ただし、閾値を無制限に上げていくと、ブログ記事ではないものも抽出されてしまうので、閾値がある程度まで上がると処理を中断するものとする。例えば、閾値が、指定されたブロガーに対応するブログページのページ数の値にまで上がると、各ブログページで共通して用いられるコンテンツブロックを抽出してしまうので、閾値がブログページのページ数の値になったら処理を中断しても良い。 However, if the threshold value is increased indefinitely, non-blog articles are also extracted. Therefore, the processing is interrupted when the threshold value is increased to some extent. For example, if the threshold value rises to the value of the number of pages of the blog page corresponding to the specified blogger, the content block used in common in each blog page is extracted, so the threshold value is the number of pages of the blog page. Processing may be interrupted when the value is reached.

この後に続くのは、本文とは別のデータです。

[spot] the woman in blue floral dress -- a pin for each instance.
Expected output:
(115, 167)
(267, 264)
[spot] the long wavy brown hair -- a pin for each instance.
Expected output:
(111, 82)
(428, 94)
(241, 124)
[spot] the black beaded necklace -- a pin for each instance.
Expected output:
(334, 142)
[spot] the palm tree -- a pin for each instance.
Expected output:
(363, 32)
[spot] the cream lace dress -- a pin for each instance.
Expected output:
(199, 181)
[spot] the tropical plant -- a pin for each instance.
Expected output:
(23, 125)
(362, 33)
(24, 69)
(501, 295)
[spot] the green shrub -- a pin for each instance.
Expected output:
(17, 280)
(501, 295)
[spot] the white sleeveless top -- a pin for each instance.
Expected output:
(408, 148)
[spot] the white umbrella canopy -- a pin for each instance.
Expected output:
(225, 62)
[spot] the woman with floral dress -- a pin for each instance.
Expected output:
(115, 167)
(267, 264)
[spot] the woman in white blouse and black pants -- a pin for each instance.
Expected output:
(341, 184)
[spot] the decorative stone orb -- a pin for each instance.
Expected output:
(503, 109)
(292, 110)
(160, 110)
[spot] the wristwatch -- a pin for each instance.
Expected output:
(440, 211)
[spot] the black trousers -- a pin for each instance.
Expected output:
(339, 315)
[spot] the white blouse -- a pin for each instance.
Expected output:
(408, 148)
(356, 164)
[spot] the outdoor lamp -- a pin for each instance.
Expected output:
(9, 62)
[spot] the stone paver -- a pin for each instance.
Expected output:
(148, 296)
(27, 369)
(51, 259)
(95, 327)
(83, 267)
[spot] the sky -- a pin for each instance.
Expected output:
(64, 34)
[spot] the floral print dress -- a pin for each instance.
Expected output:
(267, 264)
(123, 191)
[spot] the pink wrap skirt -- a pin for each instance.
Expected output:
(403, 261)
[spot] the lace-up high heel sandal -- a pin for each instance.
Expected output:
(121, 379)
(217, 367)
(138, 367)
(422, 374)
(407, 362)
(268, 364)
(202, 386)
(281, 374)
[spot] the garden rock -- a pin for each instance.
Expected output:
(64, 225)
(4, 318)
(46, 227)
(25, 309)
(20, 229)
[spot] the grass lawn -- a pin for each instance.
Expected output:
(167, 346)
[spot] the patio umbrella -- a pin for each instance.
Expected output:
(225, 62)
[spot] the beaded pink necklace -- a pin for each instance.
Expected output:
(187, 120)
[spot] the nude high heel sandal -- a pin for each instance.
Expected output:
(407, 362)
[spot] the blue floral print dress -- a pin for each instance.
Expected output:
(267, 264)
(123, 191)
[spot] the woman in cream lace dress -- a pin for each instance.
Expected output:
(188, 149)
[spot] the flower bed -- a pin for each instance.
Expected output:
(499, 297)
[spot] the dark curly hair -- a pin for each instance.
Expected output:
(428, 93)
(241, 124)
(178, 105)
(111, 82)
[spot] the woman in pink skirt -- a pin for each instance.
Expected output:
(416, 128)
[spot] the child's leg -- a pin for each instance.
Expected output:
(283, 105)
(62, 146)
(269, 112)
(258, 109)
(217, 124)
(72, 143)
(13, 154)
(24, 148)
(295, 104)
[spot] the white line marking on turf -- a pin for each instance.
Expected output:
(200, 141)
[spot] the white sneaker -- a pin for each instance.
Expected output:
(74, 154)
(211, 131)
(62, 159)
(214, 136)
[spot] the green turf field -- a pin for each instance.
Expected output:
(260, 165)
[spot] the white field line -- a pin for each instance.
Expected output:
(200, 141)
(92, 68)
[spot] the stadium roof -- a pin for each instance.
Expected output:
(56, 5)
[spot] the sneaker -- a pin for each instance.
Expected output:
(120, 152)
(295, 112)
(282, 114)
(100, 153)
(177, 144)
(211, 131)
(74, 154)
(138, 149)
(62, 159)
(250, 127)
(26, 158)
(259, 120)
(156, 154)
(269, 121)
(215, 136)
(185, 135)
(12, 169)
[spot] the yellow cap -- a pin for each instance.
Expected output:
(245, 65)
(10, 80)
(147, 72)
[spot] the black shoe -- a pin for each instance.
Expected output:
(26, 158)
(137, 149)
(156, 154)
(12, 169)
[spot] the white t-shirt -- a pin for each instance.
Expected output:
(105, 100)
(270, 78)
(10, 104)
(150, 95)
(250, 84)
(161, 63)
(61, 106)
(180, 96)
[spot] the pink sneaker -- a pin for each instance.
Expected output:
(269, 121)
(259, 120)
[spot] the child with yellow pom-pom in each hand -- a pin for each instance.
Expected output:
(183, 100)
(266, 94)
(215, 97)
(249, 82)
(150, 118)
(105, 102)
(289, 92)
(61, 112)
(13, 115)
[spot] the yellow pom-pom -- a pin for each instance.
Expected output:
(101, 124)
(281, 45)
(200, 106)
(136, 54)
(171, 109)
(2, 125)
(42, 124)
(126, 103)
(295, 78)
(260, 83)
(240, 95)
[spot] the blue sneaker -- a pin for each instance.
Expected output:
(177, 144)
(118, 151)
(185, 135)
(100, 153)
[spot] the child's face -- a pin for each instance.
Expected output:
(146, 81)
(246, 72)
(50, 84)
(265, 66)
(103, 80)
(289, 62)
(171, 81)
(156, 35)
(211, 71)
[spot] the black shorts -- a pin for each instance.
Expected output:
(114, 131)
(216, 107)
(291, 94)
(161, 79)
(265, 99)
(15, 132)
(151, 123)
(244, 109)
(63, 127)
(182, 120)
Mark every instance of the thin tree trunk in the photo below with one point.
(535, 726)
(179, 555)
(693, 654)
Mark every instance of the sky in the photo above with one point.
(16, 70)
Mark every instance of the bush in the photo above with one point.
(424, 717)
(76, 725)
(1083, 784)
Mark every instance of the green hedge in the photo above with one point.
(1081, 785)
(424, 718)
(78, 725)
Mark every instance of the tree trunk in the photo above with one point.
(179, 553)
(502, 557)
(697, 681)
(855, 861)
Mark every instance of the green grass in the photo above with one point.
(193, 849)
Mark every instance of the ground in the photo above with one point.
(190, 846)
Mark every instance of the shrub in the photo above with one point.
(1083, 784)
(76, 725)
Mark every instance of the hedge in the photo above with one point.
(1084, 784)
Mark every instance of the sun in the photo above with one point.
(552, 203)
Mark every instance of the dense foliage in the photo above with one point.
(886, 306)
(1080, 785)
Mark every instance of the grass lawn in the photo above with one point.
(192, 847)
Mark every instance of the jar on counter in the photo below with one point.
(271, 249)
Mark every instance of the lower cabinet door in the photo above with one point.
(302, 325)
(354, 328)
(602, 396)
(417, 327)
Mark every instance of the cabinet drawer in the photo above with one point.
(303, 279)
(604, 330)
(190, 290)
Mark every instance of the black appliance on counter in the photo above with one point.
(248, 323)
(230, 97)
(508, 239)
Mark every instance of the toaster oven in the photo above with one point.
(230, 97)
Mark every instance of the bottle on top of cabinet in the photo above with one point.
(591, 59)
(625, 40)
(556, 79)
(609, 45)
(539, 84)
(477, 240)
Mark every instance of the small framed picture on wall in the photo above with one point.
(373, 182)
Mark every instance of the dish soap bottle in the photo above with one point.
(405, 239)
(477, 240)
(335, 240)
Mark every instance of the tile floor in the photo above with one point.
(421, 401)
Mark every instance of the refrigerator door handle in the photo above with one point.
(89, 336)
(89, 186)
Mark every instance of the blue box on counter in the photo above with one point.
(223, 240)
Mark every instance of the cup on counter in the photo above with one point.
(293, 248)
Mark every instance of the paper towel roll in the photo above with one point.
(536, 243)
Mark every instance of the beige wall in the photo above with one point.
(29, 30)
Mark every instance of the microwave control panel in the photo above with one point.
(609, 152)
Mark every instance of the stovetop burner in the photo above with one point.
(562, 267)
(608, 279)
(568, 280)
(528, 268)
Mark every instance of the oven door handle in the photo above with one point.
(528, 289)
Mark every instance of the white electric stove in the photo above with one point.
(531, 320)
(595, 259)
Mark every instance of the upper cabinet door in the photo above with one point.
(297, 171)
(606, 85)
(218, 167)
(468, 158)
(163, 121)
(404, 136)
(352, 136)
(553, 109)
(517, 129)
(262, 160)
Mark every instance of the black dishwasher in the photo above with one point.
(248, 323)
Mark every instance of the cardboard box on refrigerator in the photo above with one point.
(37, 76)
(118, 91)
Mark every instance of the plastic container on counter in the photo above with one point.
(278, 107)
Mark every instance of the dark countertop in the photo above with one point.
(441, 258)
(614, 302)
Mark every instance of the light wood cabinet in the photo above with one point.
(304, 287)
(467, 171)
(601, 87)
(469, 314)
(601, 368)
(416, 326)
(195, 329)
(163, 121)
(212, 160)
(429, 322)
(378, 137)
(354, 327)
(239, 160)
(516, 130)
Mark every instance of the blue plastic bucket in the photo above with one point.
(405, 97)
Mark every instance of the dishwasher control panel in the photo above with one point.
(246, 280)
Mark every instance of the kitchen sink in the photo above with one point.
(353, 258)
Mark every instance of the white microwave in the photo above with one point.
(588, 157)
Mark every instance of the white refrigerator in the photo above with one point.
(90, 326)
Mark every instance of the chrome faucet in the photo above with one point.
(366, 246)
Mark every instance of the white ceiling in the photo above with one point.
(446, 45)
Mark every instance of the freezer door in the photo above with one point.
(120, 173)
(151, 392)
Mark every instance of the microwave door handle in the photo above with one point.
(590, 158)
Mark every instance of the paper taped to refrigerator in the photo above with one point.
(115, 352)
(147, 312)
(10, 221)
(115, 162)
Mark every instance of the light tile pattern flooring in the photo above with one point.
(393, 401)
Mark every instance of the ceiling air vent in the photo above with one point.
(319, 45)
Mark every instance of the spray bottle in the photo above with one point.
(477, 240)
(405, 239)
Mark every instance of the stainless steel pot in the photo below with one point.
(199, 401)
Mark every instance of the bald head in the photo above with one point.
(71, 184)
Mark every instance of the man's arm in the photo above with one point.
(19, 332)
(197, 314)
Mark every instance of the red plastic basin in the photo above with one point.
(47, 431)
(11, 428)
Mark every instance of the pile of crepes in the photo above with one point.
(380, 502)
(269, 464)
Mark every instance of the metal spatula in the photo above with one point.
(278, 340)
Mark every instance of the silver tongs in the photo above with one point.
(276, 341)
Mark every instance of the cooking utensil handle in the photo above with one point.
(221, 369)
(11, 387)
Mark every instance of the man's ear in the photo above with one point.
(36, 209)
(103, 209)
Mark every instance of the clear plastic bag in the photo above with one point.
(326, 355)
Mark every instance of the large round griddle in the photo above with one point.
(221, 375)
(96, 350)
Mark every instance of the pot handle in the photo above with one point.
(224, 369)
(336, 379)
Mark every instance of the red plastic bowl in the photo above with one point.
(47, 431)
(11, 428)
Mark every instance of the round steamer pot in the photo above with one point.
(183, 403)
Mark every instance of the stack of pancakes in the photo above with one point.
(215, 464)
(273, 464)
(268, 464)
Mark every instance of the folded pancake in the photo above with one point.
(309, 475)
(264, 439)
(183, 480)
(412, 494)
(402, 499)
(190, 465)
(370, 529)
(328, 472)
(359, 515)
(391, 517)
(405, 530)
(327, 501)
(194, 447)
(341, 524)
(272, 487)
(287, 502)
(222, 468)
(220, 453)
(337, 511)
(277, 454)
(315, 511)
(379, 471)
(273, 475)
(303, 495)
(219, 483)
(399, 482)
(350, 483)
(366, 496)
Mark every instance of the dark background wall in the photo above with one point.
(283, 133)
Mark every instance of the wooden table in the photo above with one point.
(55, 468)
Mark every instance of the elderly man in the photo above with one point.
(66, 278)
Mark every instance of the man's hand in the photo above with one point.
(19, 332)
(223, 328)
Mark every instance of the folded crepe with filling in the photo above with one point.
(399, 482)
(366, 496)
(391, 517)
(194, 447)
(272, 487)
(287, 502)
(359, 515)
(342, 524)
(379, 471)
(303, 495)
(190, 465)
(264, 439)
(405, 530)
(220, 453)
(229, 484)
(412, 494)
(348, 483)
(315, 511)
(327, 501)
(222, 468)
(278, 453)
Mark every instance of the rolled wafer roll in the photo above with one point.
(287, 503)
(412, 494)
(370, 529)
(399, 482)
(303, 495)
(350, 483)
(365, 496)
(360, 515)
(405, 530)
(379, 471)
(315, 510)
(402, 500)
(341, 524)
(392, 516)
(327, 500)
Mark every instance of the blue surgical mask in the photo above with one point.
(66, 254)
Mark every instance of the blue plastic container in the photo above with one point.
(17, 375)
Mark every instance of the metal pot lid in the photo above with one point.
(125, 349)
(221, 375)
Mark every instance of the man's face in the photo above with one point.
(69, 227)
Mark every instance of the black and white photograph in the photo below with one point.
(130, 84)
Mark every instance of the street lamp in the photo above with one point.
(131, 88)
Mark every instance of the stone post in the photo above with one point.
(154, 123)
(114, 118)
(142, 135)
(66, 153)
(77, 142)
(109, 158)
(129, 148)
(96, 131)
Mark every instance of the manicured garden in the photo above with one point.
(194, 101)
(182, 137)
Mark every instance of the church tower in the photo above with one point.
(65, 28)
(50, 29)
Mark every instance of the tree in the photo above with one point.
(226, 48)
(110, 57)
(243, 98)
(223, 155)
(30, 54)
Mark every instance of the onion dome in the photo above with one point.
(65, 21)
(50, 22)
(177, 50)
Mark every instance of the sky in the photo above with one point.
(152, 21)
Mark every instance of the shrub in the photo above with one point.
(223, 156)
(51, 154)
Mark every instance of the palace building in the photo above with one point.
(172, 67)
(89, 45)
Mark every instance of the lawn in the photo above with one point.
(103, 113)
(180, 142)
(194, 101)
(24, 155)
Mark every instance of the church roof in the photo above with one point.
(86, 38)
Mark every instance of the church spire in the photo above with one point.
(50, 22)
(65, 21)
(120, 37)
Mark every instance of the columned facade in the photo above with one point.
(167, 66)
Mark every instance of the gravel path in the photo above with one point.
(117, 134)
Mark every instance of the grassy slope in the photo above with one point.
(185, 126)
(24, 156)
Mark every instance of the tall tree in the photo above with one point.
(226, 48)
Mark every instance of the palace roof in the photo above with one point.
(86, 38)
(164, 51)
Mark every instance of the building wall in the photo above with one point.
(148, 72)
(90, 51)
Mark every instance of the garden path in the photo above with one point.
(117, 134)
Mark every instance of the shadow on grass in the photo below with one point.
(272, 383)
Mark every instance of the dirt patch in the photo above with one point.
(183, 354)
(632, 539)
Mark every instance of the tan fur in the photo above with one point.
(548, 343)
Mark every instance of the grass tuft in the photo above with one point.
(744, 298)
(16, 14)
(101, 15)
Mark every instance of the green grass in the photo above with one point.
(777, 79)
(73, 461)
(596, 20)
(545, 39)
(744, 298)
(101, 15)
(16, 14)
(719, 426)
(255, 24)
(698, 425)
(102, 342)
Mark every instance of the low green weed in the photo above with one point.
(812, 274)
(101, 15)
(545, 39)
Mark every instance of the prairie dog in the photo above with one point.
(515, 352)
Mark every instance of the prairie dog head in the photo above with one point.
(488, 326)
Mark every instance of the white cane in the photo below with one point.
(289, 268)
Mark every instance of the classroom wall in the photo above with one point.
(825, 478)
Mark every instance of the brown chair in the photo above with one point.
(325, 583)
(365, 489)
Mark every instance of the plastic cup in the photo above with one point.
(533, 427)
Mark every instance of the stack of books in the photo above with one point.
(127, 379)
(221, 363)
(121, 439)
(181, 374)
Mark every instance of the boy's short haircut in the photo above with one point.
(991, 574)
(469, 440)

また例えば、ブログページの所定ページ数あたり１回のみ出現するコンテンツブロックをブログページ特有のコンテンツブロックであると、システム管理者側で予め定めても良い。この場合、指定されたブロガーに対応するブログページのページ数に比例して、閾値としての出現回数を変えても良い。 Further, for example, the system administrator may determine in advance that a content block that appears only once per a predetermined number of pages of the blog page is a content block specific to the blog page. In this case, the number of appearances as the threshold value may be changed in proportion to the number of blog pages corresponding to the designated blogger.

［６．変形例３］
これまでの説明においては、ブログページに特有のコンテンツの判定に用いられる出現頻度として、出現回数（度数）を用いていたが、指定されたブロガーに対応するブログページの全コンテンツブロックに対する出現回数の割合（相対度数）を用いても良い。 [6. Modification 3]
In the description so far, the number of appearances (frequency) is used as the appearance frequency used to determine the content specific to the blog page. However, the number of appearances for all content blocks of the blog page corresponding to the specified blogger. A ratio (relative frequency) may be used.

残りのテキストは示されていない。